Situons une nouvelle fois les lieux. D’abord la position du passage voûté dans le passage Saint-Pierre sur le plan parcellaire Vasserot et Bellanger (1830-1850)…

… Puis un plan plus rapproché du même passage voûté, avec les angles des points de vue des différentes illustrations présentées dans ce billet pour aider à leur lecture et à la restitution des lieux.

La représentation de l’intérieur du passage par Bouhot, si on la compare à ce que révèlent les photographies de 1910, est très exacte et nous montre que l’endroit est resté le même tout au long du siècle. Certes, la hauteur de la voûte en berceau a été un peu exagérée par le peintre, mais les caissons en lambris qui ornent son plafond et qui étaient encore présents au moment de sa destruction, sont bien restitués. La croisée d’ogives qui apparaît au premier plan de la peinture correspond à la voûte de la partie du passage, sorte de vestibule, où se situait l’entrée formée par un porche en plein cintre.

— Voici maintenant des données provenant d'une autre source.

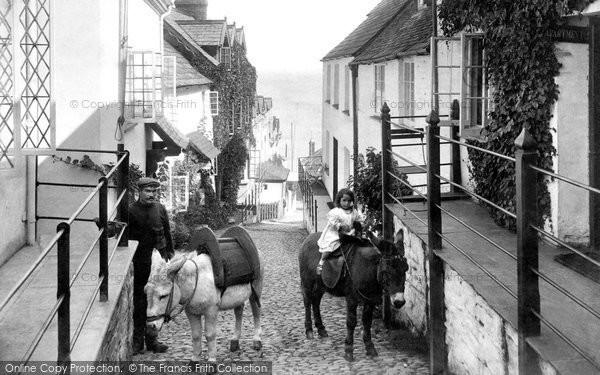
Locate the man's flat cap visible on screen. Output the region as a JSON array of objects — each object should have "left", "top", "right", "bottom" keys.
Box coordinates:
[{"left": 138, "top": 177, "right": 160, "bottom": 189}]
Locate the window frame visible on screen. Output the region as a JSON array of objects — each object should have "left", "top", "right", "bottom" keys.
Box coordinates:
[
  {"left": 333, "top": 63, "right": 340, "bottom": 108},
  {"left": 208, "top": 91, "right": 219, "bottom": 116},
  {"left": 374, "top": 63, "right": 385, "bottom": 113},
  {"left": 460, "top": 32, "right": 490, "bottom": 134},
  {"left": 401, "top": 60, "right": 415, "bottom": 120},
  {"left": 325, "top": 64, "right": 331, "bottom": 103}
]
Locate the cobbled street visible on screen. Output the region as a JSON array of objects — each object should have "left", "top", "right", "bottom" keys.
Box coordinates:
[{"left": 135, "top": 212, "right": 429, "bottom": 374}]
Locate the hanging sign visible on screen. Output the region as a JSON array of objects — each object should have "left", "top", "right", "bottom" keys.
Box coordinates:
[{"left": 549, "top": 25, "right": 589, "bottom": 44}]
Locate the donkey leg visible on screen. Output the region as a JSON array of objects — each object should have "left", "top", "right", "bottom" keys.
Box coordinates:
[
  {"left": 204, "top": 309, "right": 219, "bottom": 362},
  {"left": 230, "top": 304, "right": 244, "bottom": 352},
  {"left": 344, "top": 300, "right": 358, "bottom": 362},
  {"left": 249, "top": 295, "right": 262, "bottom": 350},
  {"left": 301, "top": 286, "right": 314, "bottom": 339},
  {"left": 362, "top": 303, "right": 378, "bottom": 357},
  {"left": 186, "top": 313, "right": 203, "bottom": 362},
  {"left": 311, "top": 289, "right": 328, "bottom": 338}
]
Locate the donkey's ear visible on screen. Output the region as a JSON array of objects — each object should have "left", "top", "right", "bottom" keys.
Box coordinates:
[
  {"left": 151, "top": 249, "right": 165, "bottom": 266},
  {"left": 166, "top": 255, "right": 187, "bottom": 279},
  {"left": 394, "top": 229, "right": 405, "bottom": 257}
]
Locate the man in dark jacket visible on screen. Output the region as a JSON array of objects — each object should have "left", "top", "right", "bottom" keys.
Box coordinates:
[{"left": 129, "top": 177, "right": 174, "bottom": 354}]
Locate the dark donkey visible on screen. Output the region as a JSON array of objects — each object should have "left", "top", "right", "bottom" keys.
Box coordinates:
[{"left": 298, "top": 229, "right": 408, "bottom": 361}]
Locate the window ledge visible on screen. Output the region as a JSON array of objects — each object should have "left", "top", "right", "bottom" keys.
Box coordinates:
[
  {"left": 325, "top": 100, "right": 331, "bottom": 104},
  {"left": 460, "top": 126, "right": 488, "bottom": 142},
  {"left": 342, "top": 110, "right": 350, "bottom": 116},
  {"left": 332, "top": 104, "right": 339, "bottom": 109}
]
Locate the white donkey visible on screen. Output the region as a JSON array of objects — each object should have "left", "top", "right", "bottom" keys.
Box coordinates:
[{"left": 145, "top": 249, "right": 264, "bottom": 361}]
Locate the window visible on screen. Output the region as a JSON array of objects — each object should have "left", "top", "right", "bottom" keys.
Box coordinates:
[
  {"left": 402, "top": 61, "right": 415, "bottom": 119},
  {"left": 1, "top": 0, "right": 54, "bottom": 168},
  {"left": 126, "top": 51, "right": 163, "bottom": 119},
  {"left": 249, "top": 149, "right": 260, "bottom": 179},
  {"left": 209, "top": 91, "right": 219, "bottom": 116},
  {"left": 461, "top": 33, "right": 489, "bottom": 130},
  {"left": 344, "top": 146, "right": 350, "bottom": 181},
  {"left": 325, "top": 64, "right": 331, "bottom": 103},
  {"left": 344, "top": 65, "right": 350, "bottom": 112},
  {"left": 220, "top": 47, "right": 232, "bottom": 69},
  {"left": 325, "top": 130, "right": 330, "bottom": 176},
  {"left": 374, "top": 64, "right": 385, "bottom": 113},
  {"left": 333, "top": 64, "right": 339, "bottom": 107},
  {"left": 162, "top": 56, "right": 176, "bottom": 124}
]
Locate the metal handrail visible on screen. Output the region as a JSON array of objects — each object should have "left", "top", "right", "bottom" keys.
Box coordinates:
[
  {"left": 435, "top": 173, "right": 517, "bottom": 219},
  {"left": 435, "top": 230, "right": 517, "bottom": 300},
  {"left": 530, "top": 165, "right": 600, "bottom": 195},
  {"left": 387, "top": 193, "right": 428, "bottom": 226},
  {"left": 531, "top": 225, "right": 600, "bottom": 268},
  {"left": 0, "top": 229, "right": 65, "bottom": 315},
  {"left": 388, "top": 120, "right": 427, "bottom": 135},
  {"left": 69, "top": 228, "right": 104, "bottom": 289},
  {"left": 65, "top": 181, "right": 104, "bottom": 226},
  {"left": 104, "top": 152, "right": 128, "bottom": 180},
  {"left": 390, "top": 150, "right": 427, "bottom": 172},
  {"left": 530, "top": 309, "right": 600, "bottom": 371},
  {"left": 434, "top": 203, "right": 516, "bottom": 261},
  {"left": 56, "top": 148, "right": 124, "bottom": 155},
  {"left": 530, "top": 267, "right": 600, "bottom": 321},
  {"left": 435, "top": 133, "right": 516, "bottom": 163},
  {"left": 70, "top": 276, "right": 104, "bottom": 352},
  {"left": 109, "top": 188, "right": 128, "bottom": 220},
  {"left": 21, "top": 295, "right": 65, "bottom": 363},
  {"left": 388, "top": 171, "right": 427, "bottom": 200}
]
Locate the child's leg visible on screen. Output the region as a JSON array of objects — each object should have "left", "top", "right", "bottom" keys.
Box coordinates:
[{"left": 317, "top": 251, "right": 331, "bottom": 274}]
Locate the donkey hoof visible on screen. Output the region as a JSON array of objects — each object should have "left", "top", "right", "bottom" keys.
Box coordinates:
[
  {"left": 366, "top": 346, "right": 378, "bottom": 357},
  {"left": 306, "top": 330, "right": 314, "bottom": 339},
  {"left": 317, "top": 328, "right": 328, "bottom": 338},
  {"left": 230, "top": 340, "right": 240, "bottom": 352},
  {"left": 344, "top": 351, "right": 354, "bottom": 362},
  {"left": 253, "top": 340, "right": 262, "bottom": 350}
]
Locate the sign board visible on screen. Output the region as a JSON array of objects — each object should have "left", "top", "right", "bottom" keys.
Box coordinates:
[{"left": 550, "top": 25, "right": 589, "bottom": 44}]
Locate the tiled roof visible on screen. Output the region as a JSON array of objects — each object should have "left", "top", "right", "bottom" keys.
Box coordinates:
[
  {"left": 322, "top": 0, "right": 412, "bottom": 61},
  {"left": 164, "top": 42, "right": 212, "bottom": 87},
  {"left": 164, "top": 10, "right": 219, "bottom": 66},
  {"left": 353, "top": 2, "right": 431, "bottom": 64},
  {"left": 187, "top": 131, "right": 220, "bottom": 159},
  {"left": 236, "top": 27, "right": 246, "bottom": 49},
  {"left": 176, "top": 19, "right": 227, "bottom": 46},
  {"left": 258, "top": 160, "right": 290, "bottom": 182}
]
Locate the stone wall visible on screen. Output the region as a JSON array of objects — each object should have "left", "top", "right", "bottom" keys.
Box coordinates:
[
  {"left": 392, "top": 216, "right": 556, "bottom": 375},
  {"left": 96, "top": 263, "right": 134, "bottom": 361}
]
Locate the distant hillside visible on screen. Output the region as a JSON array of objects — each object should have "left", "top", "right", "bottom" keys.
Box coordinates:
[{"left": 257, "top": 70, "right": 322, "bottom": 175}]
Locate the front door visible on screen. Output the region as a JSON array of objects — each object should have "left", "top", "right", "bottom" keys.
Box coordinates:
[{"left": 333, "top": 137, "right": 338, "bottom": 198}]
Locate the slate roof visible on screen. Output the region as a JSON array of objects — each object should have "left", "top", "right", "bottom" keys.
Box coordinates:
[
  {"left": 151, "top": 117, "right": 190, "bottom": 150},
  {"left": 322, "top": 0, "right": 412, "bottom": 61},
  {"left": 176, "top": 19, "right": 227, "bottom": 46},
  {"left": 163, "top": 42, "right": 212, "bottom": 87},
  {"left": 164, "top": 10, "right": 219, "bottom": 66},
  {"left": 353, "top": 2, "right": 431, "bottom": 64},
  {"left": 236, "top": 27, "right": 246, "bottom": 49}
]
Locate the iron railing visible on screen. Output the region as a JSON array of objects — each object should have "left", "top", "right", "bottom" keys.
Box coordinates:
[
  {"left": 0, "top": 149, "right": 130, "bottom": 365},
  {"left": 380, "top": 103, "right": 600, "bottom": 374},
  {"left": 298, "top": 159, "right": 319, "bottom": 233}
]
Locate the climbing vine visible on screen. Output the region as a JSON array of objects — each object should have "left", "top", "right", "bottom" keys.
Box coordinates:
[
  {"left": 192, "top": 43, "right": 257, "bottom": 207},
  {"left": 438, "top": 0, "right": 591, "bottom": 229}
]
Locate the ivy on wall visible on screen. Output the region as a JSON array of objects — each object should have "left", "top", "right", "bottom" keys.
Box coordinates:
[
  {"left": 192, "top": 43, "right": 257, "bottom": 207},
  {"left": 438, "top": 0, "right": 592, "bottom": 229}
]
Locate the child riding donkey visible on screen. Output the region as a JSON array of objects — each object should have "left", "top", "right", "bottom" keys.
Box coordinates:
[{"left": 316, "top": 188, "right": 365, "bottom": 275}]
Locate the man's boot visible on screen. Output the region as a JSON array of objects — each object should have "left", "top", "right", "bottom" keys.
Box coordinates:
[
  {"left": 132, "top": 327, "right": 145, "bottom": 355},
  {"left": 145, "top": 328, "right": 168, "bottom": 353}
]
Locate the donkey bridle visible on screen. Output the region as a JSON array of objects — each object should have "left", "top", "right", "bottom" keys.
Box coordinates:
[{"left": 146, "top": 259, "right": 199, "bottom": 324}]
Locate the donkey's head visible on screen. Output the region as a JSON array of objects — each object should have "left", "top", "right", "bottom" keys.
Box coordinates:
[
  {"left": 369, "top": 229, "right": 409, "bottom": 309},
  {"left": 144, "top": 250, "right": 187, "bottom": 331}
]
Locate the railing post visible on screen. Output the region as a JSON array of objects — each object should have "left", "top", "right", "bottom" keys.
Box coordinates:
[
  {"left": 515, "top": 128, "right": 541, "bottom": 374},
  {"left": 99, "top": 177, "right": 109, "bottom": 302},
  {"left": 117, "top": 149, "right": 129, "bottom": 246},
  {"left": 380, "top": 103, "right": 393, "bottom": 324},
  {"left": 314, "top": 199, "right": 318, "bottom": 232},
  {"left": 57, "top": 222, "right": 71, "bottom": 364},
  {"left": 427, "top": 110, "right": 446, "bottom": 374}
]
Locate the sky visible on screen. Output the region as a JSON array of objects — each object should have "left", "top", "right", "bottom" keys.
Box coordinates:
[{"left": 208, "top": 0, "right": 382, "bottom": 74}]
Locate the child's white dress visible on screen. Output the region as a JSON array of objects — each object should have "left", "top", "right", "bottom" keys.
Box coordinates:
[{"left": 317, "top": 207, "right": 365, "bottom": 253}]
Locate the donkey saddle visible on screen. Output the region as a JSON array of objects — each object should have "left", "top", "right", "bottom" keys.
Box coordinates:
[{"left": 321, "top": 234, "right": 371, "bottom": 289}]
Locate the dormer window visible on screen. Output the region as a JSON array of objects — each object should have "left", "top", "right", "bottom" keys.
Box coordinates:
[{"left": 220, "top": 47, "right": 232, "bottom": 70}]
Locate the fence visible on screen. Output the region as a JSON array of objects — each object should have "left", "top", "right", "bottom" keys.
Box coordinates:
[
  {"left": 0, "top": 148, "right": 130, "bottom": 365},
  {"left": 380, "top": 103, "right": 600, "bottom": 374},
  {"left": 257, "top": 202, "right": 279, "bottom": 222},
  {"left": 298, "top": 158, "right": 319, "bottom": 232}
]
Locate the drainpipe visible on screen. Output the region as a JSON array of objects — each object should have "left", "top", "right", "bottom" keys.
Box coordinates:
[
  {"left": 117, "top": 0, "right": 129, "bottom": 148},
  {"left": 351, "top": 64, "right": 359, "bottom": 191}
]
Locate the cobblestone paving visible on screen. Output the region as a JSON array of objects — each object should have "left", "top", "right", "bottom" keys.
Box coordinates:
[{"left": 135, "top": 217, "right": 430, "bottom": 374}]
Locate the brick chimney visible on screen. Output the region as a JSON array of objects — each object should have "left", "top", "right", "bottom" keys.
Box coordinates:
[{"left": 175, "top": 0, "right": 208, "bottom": 20}]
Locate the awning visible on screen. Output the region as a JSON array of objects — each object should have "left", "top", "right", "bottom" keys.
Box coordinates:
[
  {"left": 149, "top": 116, "right": 190, "bottom": 151},
  {"left": 187, "top": 130, "right": 220, "bottom": 159}
]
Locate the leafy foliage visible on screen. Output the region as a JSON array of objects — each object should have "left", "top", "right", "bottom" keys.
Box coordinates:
[
  {"left": 347, "top": 147, "right": 413, "bottom": 230},
  {"left": 437, "top": 0, "right": 590, "bottom": 229}
]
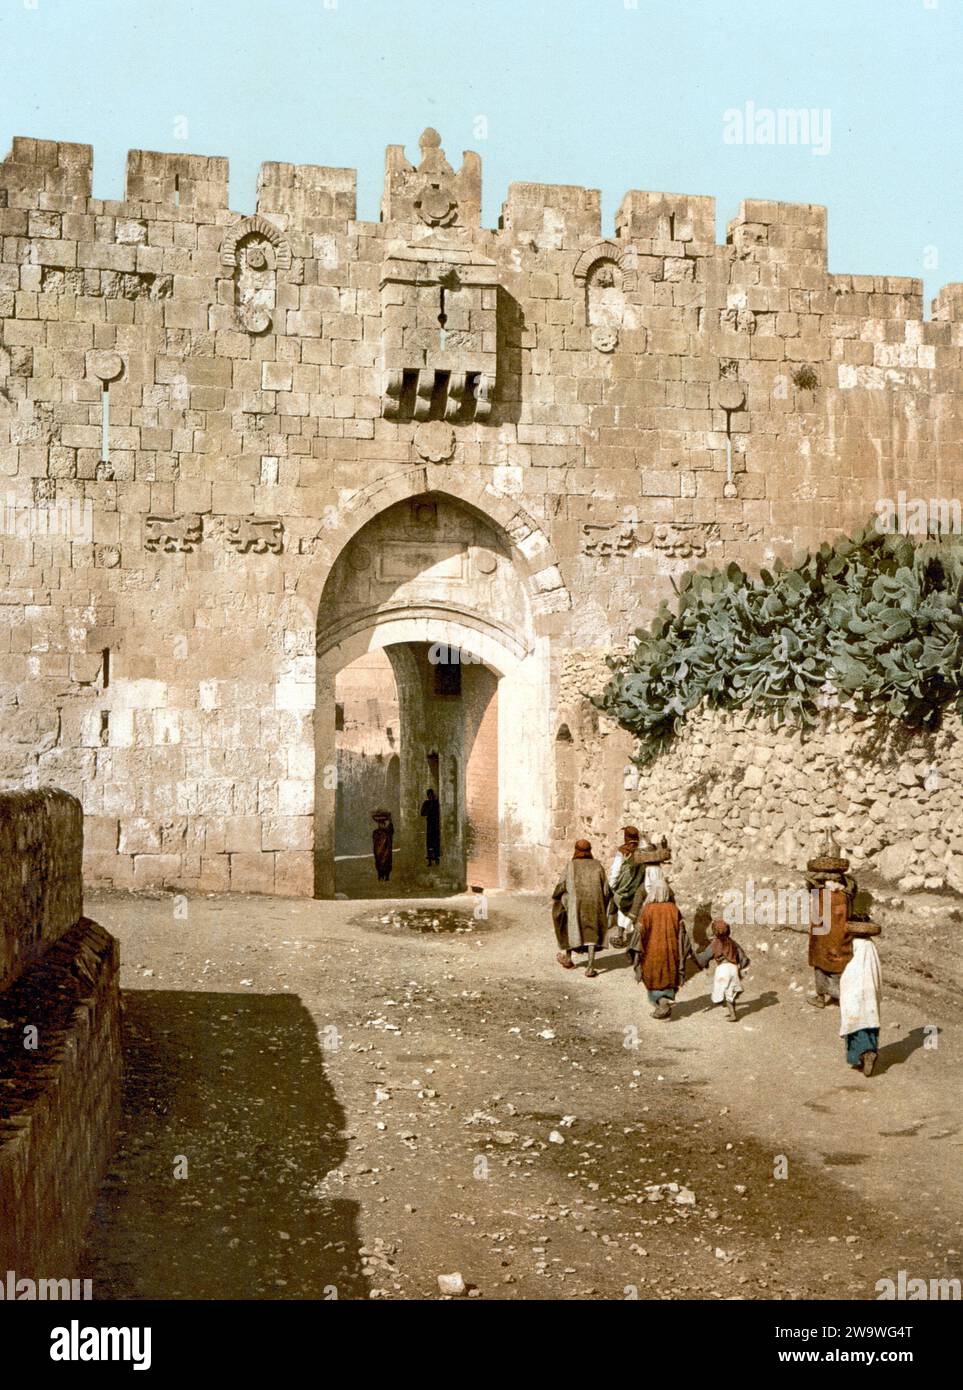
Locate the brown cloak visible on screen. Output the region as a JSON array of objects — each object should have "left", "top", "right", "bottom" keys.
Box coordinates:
[
  {"left": 552, "top": 856, "right": 615, "bottom": 950},
  {"left": 634, "top": 901, "right": 689, "bottom": 992},
  {"left": 372, "top": 821, "right": 393, "bottom": 877}
]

Au fond, la porte ouverte sur une pièce, dans laquelle le peintre a représenté un personnage, existait toujours en 1910, et les autres ouvertures sur le mur droit ainsi que la grille qui donnait accès au cimetière jusqu’à la fermeture de celui-ci correspondent également. On remarquera sur le tableau la lanterne qui, à l’angle, devait éclairer un lieu bien sombre la nuit. Près de cent ans après Bouhot, les pavés, usés, ont sans doute été en partie remplacés, non sans mal. Et en 1910, le ruisseau des eaux sales ne coulait plus au milieu de la voie mais empruntait les semblants de caniveaux formés par l’ajout d’étroits trottoirs, faute d’égouts qui jamais ne furent construits, conférant au passage Saint-Pierre la réputation d’insalubrité qui justifia sa destruction.


[1] 23 articles parus entre le 1er mai 2018 et le 10 octobre 2020 sous le titre Histoire de quartier… La rue neuve-Saint-Pierre et l’ancien passage Saint-Pierre.
[2] Un grand merci à Frédéric Le Du, lecteur fidèle et attentif.
[3] Étienne Bouhot (Bars-Lès-Epoisses, 1780-Semur-en-Auxois, 1862), après une formation de peintre décorateur, travailla sous l’Empire aux décors du palais des Tuileries et à ceux des palais de Plessis-Chamant et de

Mortefontaine. Il entra en 1808 dans l’atelier de Pierre Prévost, un des grands peintres de panoramas. Bouhot trouva le succès avec ses peintures d’architecture et de monuments, ses scènes de rue et d’intérieur marquées de précision. Plusieurs fois médaillé au Salon, il travailla avec Boilly, et comme lui, laissa dans ses tableau une image réaliste du Paris et des Parisiens des premières décennies du XIXe siècle. Retiré à partir de 1834 à Semur-en-Auxois, où il dirigea l’école de dessin et fonda le musée des beaux-arts, Bouhot participa au côté de Viollet-Le Duc à la restauration de l’église Notre-Dame de Semur en exécutant des peintures murales.
Sur Étienne Bouhot, voir Ligeret du Cloiseau, Notice historique sur la vie et les travaux d’Etienne Bouhot, Semur, M. Migniot, 1854 ; Émile Bellier de La Chavignerie, Dictionnaire général des artistes de l’École française…, 3 tomes, Paris, Renouard, 1882-1885, T. 1, p. 185. ; AKL / Allgemeines Künstlerlexikon online. Voir aussi le site Talking Interior Design qui présente de nombreux tableaux de Bouhot.
Merci Gaspard !
Encore un article très intéressant sur ce quartier que j’ai malheureusement quitté…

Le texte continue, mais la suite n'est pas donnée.